The real fun started when J. F. Clutterbuck joined us via satellite video, appearing on a large screen to congratulate the winner. Levokin was so excited, he pulled off his boots and waved his socks in front of the camera, urging the billionaire to smell them. This wasn’t possible, of course, but the rest of us certainly did catch the odor, and it was pungently obvious that the stink-fighting power of the material had long since faded. Victor Valenza fainted. Others coughed and pressed their woolen hats to their noses. And when Clutterbuck realized what was happening, he was completely dismayed. He demanded that Hank collect the socks and send them to his research headquarters for analysis. Then he decided he wanted Levokin flown in along with them, to have his feet tested.

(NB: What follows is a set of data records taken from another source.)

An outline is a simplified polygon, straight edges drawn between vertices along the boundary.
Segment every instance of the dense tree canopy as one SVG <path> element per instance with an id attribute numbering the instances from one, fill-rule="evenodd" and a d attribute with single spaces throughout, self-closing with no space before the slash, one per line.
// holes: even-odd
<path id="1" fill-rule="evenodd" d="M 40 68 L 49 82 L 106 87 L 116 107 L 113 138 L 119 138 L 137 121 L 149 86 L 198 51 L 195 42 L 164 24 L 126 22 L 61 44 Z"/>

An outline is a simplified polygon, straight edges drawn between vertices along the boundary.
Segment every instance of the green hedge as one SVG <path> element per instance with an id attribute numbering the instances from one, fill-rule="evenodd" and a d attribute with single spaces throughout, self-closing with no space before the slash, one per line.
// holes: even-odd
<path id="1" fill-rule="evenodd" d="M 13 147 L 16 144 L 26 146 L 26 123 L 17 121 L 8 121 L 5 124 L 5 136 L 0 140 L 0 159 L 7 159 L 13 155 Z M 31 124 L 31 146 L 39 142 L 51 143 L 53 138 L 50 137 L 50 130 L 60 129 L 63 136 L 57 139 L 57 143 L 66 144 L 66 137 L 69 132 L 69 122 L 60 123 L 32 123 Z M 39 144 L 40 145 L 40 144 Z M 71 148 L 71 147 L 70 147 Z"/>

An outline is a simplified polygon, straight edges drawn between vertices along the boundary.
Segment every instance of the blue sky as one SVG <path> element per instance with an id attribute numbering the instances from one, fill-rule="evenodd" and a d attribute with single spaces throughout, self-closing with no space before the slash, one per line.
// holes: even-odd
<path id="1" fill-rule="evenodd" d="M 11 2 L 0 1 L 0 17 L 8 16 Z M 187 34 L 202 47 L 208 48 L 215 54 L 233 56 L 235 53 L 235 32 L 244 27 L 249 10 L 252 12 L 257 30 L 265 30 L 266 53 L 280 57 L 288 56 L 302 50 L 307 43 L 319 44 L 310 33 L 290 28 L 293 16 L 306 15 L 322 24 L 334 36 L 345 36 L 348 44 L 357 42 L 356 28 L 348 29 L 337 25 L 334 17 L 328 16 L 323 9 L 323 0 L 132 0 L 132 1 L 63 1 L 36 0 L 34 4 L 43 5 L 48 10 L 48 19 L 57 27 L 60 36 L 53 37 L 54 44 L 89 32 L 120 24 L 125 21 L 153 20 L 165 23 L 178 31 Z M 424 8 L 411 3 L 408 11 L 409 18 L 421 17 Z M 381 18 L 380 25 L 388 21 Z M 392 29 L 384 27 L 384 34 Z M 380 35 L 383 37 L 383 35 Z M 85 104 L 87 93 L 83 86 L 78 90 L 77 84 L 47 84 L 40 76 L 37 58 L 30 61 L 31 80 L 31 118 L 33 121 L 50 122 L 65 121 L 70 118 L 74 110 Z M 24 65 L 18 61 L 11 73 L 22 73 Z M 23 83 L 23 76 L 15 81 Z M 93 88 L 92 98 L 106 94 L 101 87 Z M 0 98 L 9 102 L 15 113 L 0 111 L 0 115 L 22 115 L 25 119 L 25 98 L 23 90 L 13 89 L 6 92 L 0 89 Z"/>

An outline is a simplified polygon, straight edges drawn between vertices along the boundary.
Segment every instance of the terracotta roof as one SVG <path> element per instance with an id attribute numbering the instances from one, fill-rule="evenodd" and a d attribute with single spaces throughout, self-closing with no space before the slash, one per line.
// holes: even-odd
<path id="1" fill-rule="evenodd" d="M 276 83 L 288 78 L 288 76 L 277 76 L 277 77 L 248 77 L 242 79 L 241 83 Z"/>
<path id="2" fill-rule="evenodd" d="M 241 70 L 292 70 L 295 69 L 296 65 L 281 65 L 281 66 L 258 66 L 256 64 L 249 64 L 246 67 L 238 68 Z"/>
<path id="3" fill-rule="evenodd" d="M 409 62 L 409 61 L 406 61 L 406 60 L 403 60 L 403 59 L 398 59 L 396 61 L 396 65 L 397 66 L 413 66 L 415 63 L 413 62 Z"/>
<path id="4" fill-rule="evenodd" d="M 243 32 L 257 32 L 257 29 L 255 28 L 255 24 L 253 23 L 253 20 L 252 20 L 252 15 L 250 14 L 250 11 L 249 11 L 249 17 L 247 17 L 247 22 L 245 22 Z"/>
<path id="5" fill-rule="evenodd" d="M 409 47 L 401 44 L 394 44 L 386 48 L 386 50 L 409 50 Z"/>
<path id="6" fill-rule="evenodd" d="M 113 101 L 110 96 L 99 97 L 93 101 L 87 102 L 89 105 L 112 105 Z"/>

From that point the evening generally crumbled into chaos.
After a few more days at McMurdo and then four endless flights, we arrived back in Brooklyn. Was it good to get home? I don’t know. My room is larger than the space I shared with my siblings down in Antarctica, but somehow it feels smaller. And the whole world seems different, too. Everything is a tiny bit duller, as if the city had been retinted in some kind of photo-editing app. The sky just isn’t the same, either; it just doesn’t feel as grand or cosmic. At the moment, I’m at my desk, scribbling all this down so I don’t forget anything we’ve just been through. Maybe it’s a way to relive the experience, too, and make sure the bottom of the world remains alive in my brain. But I’ll admit, it’s kind of hard to concentrate. Why? Well, Hank and Min just left, and we’ve had an exciting development.
Let me back up again. Three days ago, when we returned to our apartment, Min was already waiting at the door. Bags loaded with groceries and takeout were piled around her feet. She practically tackled us when we got out of the wide black sedan, and I’d never seen her smile so genuinely. We plowed through all the food, slept forever, then woke to find that Min had brought us more provisions. Soups and cookies and breads, still warm from the oven, that tasted like cake. She must have visited us five times that first day and six or seven the next. This morning, she was once again packing our fridge with goodies and stocking our cabinets with vitamins when Hank burst through the door. We hadn’t seen him since our return. His face was red. There were deep, dark circles under his eyes and dark blotches on his chin. His fingers were stained with Sharpie ink. When he saw Min, he stopped. “You,” he said.